Works of Frederick Engels 1884
The Origin of the Family, Private Property and the State
Written: March-May, 1884;
First Published: October 1884, in Hottingen-Zurich;
Source: Marx/Engels Selected Works, Volume Three;
Translation: The text is essentially the English translation by Alick
West published in 1942, but it has been revised against the German text as it appeared in MEGA Volume 21, Dietz Verlag 1962, and the spelling of names and other terms has been modernised;
Transcription/Markup: Zodiac/Brian Basgen;
Online Version: Marx/Engels Internet Archive (marxists.org) 1993, 1999, 2000.
Table of Contents:
Introduction
After Marx’s death, in rumaging through Marx’s manuscripts,
Engels came upon Marx’s
precis of Ancient
Society – a book by progressive US scholar Lewis Henry Morgan and published in London
1877. The precis was written between 1880-81 and contained Marx’s numerous
remarks on Morgan as well as passages from other sources.
After reading the precis, Engels set out to write a special treatise
– which he saw as fulfilling Marx’s will. Working on the book, he used
Marx’s precis, and some of Morgan’s factual material and conclusions.

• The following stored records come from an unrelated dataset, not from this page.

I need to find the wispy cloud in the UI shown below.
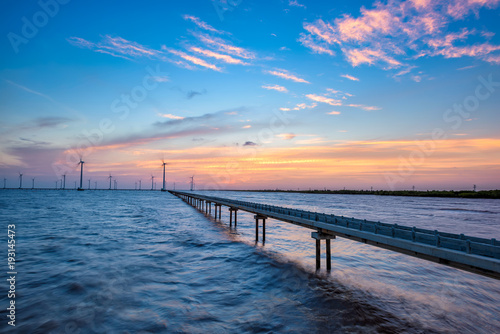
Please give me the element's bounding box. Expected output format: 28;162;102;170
298;34;335;55
157;113;185;120
164;48;221;71
193;32;256;60
277;133;296;140
289;0;306;9
5;79;57;103
346;104;381;111
183;15;223;34
327;111;341;115
340;74;359;81
265;69;310;83
67;35;160;60
306;94;342;106
186;89;207;99
69;17;256;73
279;102;317;111
261;84;288;93
189;46;249;65
299;0;500;73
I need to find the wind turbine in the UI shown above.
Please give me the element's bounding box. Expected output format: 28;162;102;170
151;175;155;191
77;159;85;191
94;181;97;190
62;174;66;190
18;172;23;189
3;178;6;189
161;160;167;192
55;180;58;189
88;179;91;190
108;174;112;190
190;175;195;191
114;179;117;190
32;177;35;189
139;179;142;190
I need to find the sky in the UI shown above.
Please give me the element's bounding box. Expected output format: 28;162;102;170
1;0;500;191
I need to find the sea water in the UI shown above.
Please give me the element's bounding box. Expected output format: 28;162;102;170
0;190;499;333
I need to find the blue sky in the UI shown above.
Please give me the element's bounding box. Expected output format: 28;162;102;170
1;0;500;190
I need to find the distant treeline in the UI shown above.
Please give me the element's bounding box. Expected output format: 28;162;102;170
236;189;500;199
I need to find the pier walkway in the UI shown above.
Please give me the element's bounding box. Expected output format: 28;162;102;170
169;191;500;280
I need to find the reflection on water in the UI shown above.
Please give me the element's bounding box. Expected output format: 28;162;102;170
0;190;498;333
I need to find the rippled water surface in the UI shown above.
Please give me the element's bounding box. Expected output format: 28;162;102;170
0;190;499;333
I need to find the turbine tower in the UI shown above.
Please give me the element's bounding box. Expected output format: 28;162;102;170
32;177;35;189
161;160;167;192
88;179;91;190
3;178;6;189
77;159;84;191
62;174;66;190
108;174;112;190
151;175;155;191
139;179;141;190
190;175;194;191
18;172;23;189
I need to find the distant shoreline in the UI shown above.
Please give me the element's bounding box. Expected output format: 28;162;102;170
222;189;500;199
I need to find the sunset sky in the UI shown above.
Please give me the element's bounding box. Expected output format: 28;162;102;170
1;0;500;190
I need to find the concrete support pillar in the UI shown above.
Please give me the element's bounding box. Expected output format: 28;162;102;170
229;208;239;227
215;204;221;219
254;215;267;242
311;231;336;270
315;239;321;269
326;239;331;271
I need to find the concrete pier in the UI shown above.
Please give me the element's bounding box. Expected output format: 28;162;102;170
311;231;336;270
171;190;500;280
229;208;238;227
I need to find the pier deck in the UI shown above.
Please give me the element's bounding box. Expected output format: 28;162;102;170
170;191;500;280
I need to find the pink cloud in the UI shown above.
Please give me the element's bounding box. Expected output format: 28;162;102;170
183;15;223;34
277;133;296;140
298;34;335;55
261;84;288;93
165;48;221;71
299;0;500;72
265;69;310;83
306;94;342;106
344;47;402;68
158;113;185;120
340;74;360;81
189;47;249;65
194;33;256;60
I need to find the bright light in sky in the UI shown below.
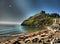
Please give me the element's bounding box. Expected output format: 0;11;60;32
9;5;12;7
0;21;21;25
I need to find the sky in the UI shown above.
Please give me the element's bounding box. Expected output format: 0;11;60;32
0;0;60;24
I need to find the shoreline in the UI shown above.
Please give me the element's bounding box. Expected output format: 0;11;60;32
0;29;60;44
0;28;45;37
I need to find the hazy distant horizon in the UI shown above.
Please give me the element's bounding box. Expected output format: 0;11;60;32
0;21;21;25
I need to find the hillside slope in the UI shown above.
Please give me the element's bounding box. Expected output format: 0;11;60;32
21;11;60;27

He
also made use of many and diverse data gleaned in his own studies of the
history of Greece, Rome, Old Ireland, and the Ancient Germans.

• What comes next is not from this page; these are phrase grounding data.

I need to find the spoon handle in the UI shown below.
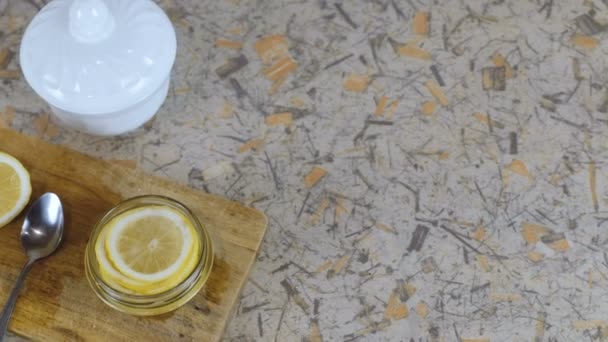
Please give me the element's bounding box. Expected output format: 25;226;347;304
0;260;34;341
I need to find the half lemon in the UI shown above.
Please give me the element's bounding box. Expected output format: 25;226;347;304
0;152;32;228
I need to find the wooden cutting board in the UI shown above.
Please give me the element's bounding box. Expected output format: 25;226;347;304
0;129;267;341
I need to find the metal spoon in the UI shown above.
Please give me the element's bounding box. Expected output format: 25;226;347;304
0;193;64;341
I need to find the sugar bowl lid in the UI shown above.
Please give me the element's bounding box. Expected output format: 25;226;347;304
20;0;176;115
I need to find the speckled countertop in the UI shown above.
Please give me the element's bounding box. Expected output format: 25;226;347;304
3;0;608;340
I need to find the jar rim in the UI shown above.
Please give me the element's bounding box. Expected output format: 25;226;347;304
85;195;214;315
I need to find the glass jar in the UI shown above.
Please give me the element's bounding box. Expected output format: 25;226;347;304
84;195;213;316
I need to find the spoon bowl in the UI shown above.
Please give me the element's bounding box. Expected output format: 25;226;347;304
21;193;64;260
0;192;64;341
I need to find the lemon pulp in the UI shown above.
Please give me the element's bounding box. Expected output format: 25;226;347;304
95;205;199;295
0;152;32;228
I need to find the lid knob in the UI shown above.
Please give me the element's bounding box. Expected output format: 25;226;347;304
69;0;115;43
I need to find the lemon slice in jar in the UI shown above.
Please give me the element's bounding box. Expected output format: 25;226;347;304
96;206;199;294
0;152;32;228
95;228;145;294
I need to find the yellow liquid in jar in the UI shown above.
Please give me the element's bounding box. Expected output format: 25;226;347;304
84;196;213;316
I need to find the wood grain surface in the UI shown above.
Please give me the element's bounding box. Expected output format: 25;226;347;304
0;129;267;341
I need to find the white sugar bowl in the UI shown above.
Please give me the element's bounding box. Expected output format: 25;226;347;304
20;0;177;136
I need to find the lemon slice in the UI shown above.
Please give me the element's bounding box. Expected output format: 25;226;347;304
95;228;146;292
104;206;196;283
95;219;200;295
0;152;32;228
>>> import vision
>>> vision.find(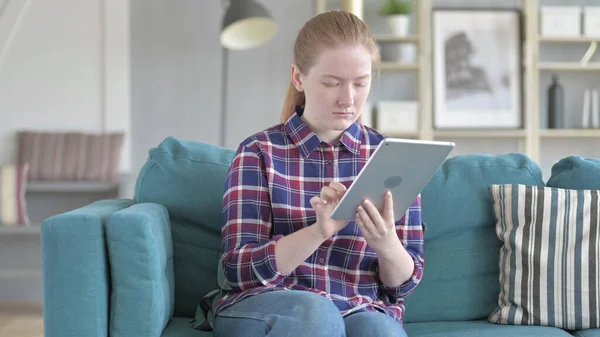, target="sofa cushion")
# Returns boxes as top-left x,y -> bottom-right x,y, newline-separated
41,199 -> 133,337
547,156 -> 600,190
134,137 -> 235,317
573,329 -> 600,337
488,184 -> 600,330
161,317 -> 213,337
404,320 -> 573,337
170,218 -> 223,317
403,153 -> 545,323
106,203 -> 175,337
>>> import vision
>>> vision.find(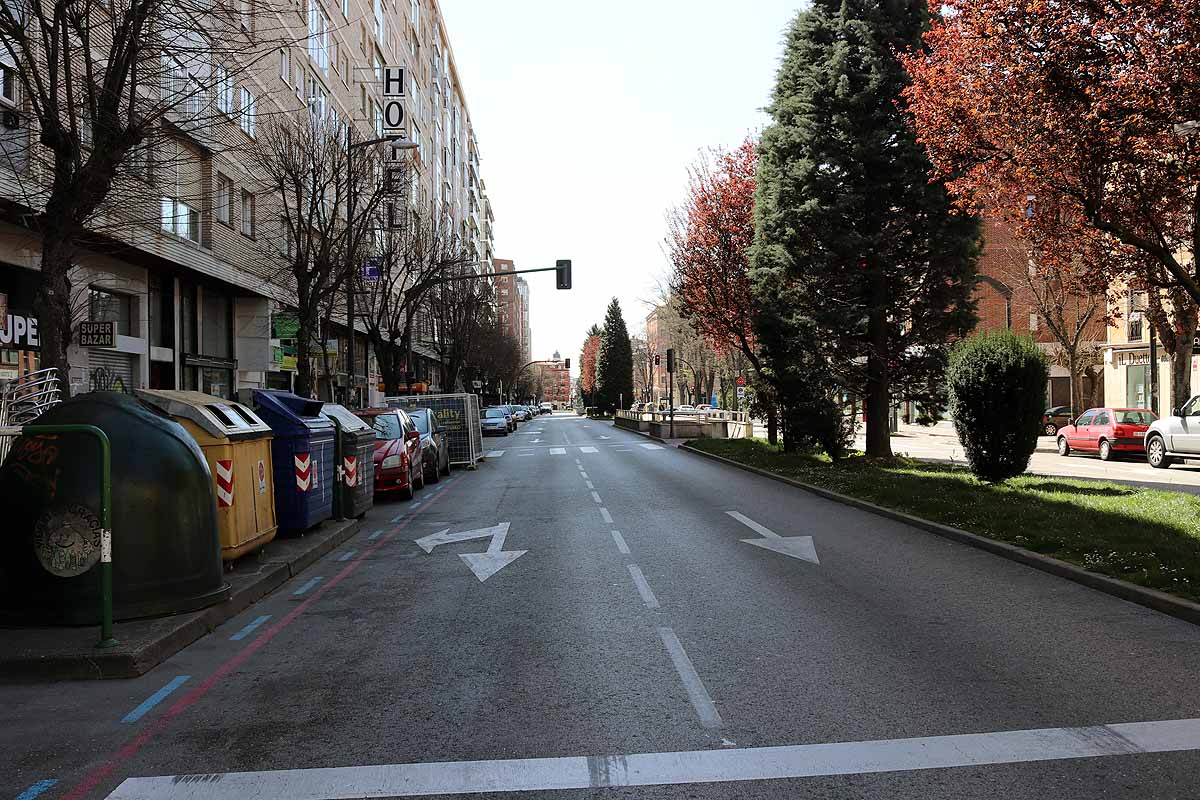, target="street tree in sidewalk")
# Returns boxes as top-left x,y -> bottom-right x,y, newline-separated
359,198 -> 470,396
247,114 -> 389,399
0,0 -> 286,393
667,137 -> 778,441
425,269 -> 497,393
464,323 -> 522,401
752,0 -> 980,458
580,324 -> 601,406
595,298 -> 634,413
903,0 -> 1200,411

It would, of course, become The Origin of the Family, Private
Property and the State – the first edition of which was published
October 1884 in Hottingen-Zurich.
Engels wrote The Origin of the Family, Private Property and the State
in just two months – beginning toward the end of March 1884 and completing
it by the end of May. It focuses on early human history, following the
disintegration of the primitive community and the emergence of a class
society based on private property. Engels looks into the origin and essence
of the state, and concludes it is bound to wither away leaving a classless
society.
Engels: “Along with [the classes] the state will inevitably fall.

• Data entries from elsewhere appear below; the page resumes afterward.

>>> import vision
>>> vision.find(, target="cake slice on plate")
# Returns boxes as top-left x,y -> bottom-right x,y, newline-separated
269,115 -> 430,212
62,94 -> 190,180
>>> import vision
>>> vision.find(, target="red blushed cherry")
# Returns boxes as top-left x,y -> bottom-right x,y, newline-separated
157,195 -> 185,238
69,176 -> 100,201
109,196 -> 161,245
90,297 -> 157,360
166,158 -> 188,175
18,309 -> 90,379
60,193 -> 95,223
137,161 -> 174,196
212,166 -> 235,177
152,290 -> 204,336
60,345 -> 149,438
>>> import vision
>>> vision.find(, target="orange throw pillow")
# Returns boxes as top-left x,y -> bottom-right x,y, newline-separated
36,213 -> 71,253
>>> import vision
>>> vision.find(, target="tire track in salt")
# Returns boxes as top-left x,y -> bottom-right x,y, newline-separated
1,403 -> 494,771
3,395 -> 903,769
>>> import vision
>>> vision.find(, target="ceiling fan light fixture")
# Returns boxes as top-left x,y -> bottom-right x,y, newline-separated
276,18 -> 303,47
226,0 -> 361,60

Society, which will reorganise production on the basis of a free and equal
association of the producers, will put the whole machinery of state where
it will then belong: into the museum of antiquity, by the side of the spinning-wheel
and the bronze axe.”
In 1890, having gathered new material on the history of primitive
society, Engels set about preparing a new edition of his book. He studied
the latest books on the subject – including those of Russian historian
Maxim Kovalevsky. (The fourth edition, Stuttgart, 1892, was dedicated to
Kovalevsky.) As a result, he introduced a number of changes in his original
text and also considerable insertions.
In 1894, Engels’s book appeared in Russian translation. It was
the first of Engels’s works published legally in Russia. Lenin would later
describe it as “one of the fundamental works of modern socialism.”